Robots to replace humans in mines within five years
Compared to Humans, robots can work 24 hours a day without complaining or engaging in labour strikes or go slows.
This is because some mines will within five to seven years replace humans with robots, virtual models and sensors, according to Anglo American Plc.
"The industry that everybody currently knows will be unrecognizable" in five to seven years, O’Neill said. With mining processes automated, Anglo’s "employee of the future" will only need to focus on managing the company’s relations with governments and communities that live near its mines” Tony O’Neill, technical director at Anglo said at the Mines and Money conference in London.
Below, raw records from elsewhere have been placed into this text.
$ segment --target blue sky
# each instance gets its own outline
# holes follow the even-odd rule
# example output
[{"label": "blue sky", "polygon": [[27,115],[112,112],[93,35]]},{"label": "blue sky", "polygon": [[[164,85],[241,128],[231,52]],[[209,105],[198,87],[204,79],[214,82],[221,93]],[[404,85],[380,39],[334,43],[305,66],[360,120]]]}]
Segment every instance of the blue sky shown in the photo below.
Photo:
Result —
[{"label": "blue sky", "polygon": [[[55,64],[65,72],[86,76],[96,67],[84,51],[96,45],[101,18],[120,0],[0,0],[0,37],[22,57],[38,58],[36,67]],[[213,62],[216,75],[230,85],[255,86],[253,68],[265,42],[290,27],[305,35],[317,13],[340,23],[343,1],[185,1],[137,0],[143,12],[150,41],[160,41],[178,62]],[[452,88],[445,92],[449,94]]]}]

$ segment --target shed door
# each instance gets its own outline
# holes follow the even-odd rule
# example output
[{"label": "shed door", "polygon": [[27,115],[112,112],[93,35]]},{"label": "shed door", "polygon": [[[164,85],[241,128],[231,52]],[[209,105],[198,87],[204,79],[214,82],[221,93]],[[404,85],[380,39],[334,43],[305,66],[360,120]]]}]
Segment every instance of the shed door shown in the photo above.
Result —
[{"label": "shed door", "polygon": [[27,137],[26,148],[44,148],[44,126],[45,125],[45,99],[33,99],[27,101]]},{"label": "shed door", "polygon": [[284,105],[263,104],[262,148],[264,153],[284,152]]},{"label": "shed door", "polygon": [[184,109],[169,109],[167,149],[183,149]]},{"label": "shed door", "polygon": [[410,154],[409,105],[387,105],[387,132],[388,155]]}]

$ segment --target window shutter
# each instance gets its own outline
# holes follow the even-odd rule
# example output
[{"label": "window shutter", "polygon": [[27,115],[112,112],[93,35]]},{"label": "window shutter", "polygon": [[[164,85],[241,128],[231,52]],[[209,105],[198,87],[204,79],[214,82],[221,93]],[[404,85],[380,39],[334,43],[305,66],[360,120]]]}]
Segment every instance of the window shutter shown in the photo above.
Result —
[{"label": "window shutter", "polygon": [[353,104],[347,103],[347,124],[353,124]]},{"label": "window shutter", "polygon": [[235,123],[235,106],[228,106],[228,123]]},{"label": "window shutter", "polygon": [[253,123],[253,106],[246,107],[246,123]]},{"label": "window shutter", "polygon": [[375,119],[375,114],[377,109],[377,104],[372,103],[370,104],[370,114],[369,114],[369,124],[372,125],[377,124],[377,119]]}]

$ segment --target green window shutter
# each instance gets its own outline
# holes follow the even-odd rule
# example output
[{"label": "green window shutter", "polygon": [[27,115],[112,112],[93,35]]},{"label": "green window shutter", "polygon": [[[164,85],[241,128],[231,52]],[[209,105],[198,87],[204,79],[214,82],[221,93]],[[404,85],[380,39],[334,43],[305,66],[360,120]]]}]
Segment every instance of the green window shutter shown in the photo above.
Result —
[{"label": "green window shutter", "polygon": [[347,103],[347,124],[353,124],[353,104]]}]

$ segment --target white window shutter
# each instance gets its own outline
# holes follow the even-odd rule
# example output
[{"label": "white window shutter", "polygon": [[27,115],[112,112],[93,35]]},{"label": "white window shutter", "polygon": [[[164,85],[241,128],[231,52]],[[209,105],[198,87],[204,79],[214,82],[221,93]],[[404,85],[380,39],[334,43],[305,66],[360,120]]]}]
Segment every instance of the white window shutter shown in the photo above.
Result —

Anglo is betting big on technology, such as computerized drills with "chiseling ability as good as a human" to increase productivity, cut costs and reduce environmental impact.
Bots, or software that can execute instructions, will be increasingly important in underground mining, O’Neill said.
Small and self-learning robots that requires less infrastructure than current methods, will be a game changer and commercial application is five to seven years away.
More so, human casualties when mine collapses will also be minimized if not completely eradicated.
Anglo operates some of the world’s most valuable copper deposits and employs 87,000 workers from South Africa to Chile.
Compared to Humans, robots can work 24 hours 365 days in a year without complaining or engaging in labour strikes or go slows.
Some analysts also argue robots would reduce supply of blood minerals since with minimal human contact it would be better accounted for and not land on wrong hands.
Anglo isn’t the first to invest in automation. Already in Australia’s Pilbara iron ore region, BHP Billiton Ltd. has begun work aimed at implementing autonomous trains along its 1,300-kilometer rail network.
Barrick Gold Corp. is a year into the gold mining industry’s most ambitious experiment to modernize digging, using thousands of sensors at and around the Cortez mine in Nevada.
The systems, borrowed from the aerospace industry, could increase productivity by about 20 percent and lower costs by 15 percent, O’Neill said, Bloomberg reported.